News In Focus
Bill proposal published on plan to strengthen culpable homicide law
A Labour MSP has launched a proposal for a bill that seeks to ensure that gross negligence that causes death is sufficiently punished.
Claire Baker, Labour member for Mid Scotland and Fife, wants the law of culpable homicide amended "to ensure that where loss of life is caused by the recklessness or gross negligence of individuals, companies or organisations that, where proved, the wrongdoer can be convicted of the offence that reflects the appropriate seriousness and moral opprobrium of what occurred".
In the foreword to her consultation Ms Baker states that in the case of such a death, the family wants to see justice and the wrongdoer, whether an individual or organisation, "convicted of an appropriate crime with the appropriate moral opprobrium", with where appropriate, a custodial sentence. Society would demand the same.
"But," she continues, "as law currently stands that does not happen in relation to the serious criminal offence of culpable homicide."
Ms Baker maintains that whereas individuals and the smallest companies can relatively easiy be convicted of culpable homicide as the law stands, it remains extremely difficult, if not practically impossible, to return such a conviction in the case of a medium sized or larger company, "even in circumstances where there was recklessness or gross negligence on the part of individuals operating in fairly senior positions within the company".
Although the law of corporate homicide was reformed in 2007, the legislation has "failed entirely" in its objective of having one set of rules that applied to all wrongdoers.
Her proposal would amend the law of culpable homicide by making it clear in statute:
- that a person may be guilty of culpable homicide if that person causes the death of another recklessly or by gross negligence;
- what are the elements of each of those offences;
- how an organisation may be liable for each of those offences; and
- that a Crown servant or agent (including a minister, civil servant or department) may also be liable for each of those offences.
The draft bill would introduce an individual offence tied to the offences that an organisation may commit. The proposed test for the organisation’s guilt turns on looking at the conduct of its office holders.
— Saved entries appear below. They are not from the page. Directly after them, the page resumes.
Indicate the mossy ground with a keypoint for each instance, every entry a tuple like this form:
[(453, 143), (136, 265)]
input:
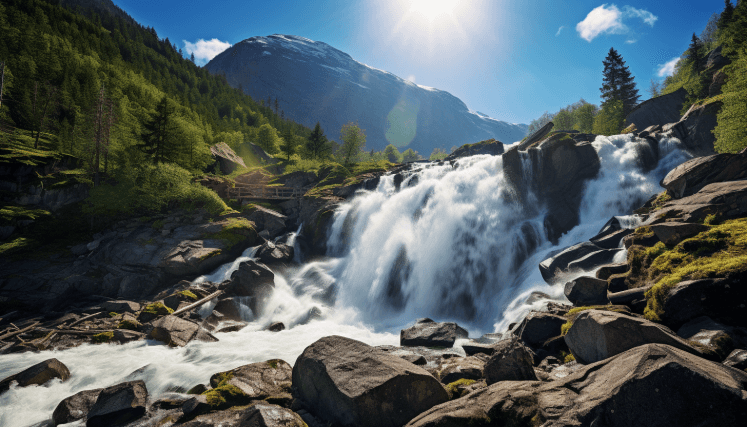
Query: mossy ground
[(718, 252)]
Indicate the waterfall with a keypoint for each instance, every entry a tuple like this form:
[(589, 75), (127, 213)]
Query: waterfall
[(451, 243)]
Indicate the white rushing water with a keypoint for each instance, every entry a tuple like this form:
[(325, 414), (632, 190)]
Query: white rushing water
[(448, 245)]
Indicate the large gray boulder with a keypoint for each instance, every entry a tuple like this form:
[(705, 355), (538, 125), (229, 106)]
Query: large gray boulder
[(511, 361), (258, 381), (38, 374), (348, 382), (653, 385), (119, 405), (428, 333), (75, 407), (657, 111), (597, 335), (689, 177)]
Where they, individually or collectively, acted in a reckless manner that leads to someone’s death, the company would be guilty of culpable homicide. "It is only right that, as well as the company being guilty, the individuals whose action led to the company’s guilt can be convicted and sentenced appropriately", Ms Baker states.
The courts would also be able to "aggregate" the actions of different officeholders at different times, even over a period of years.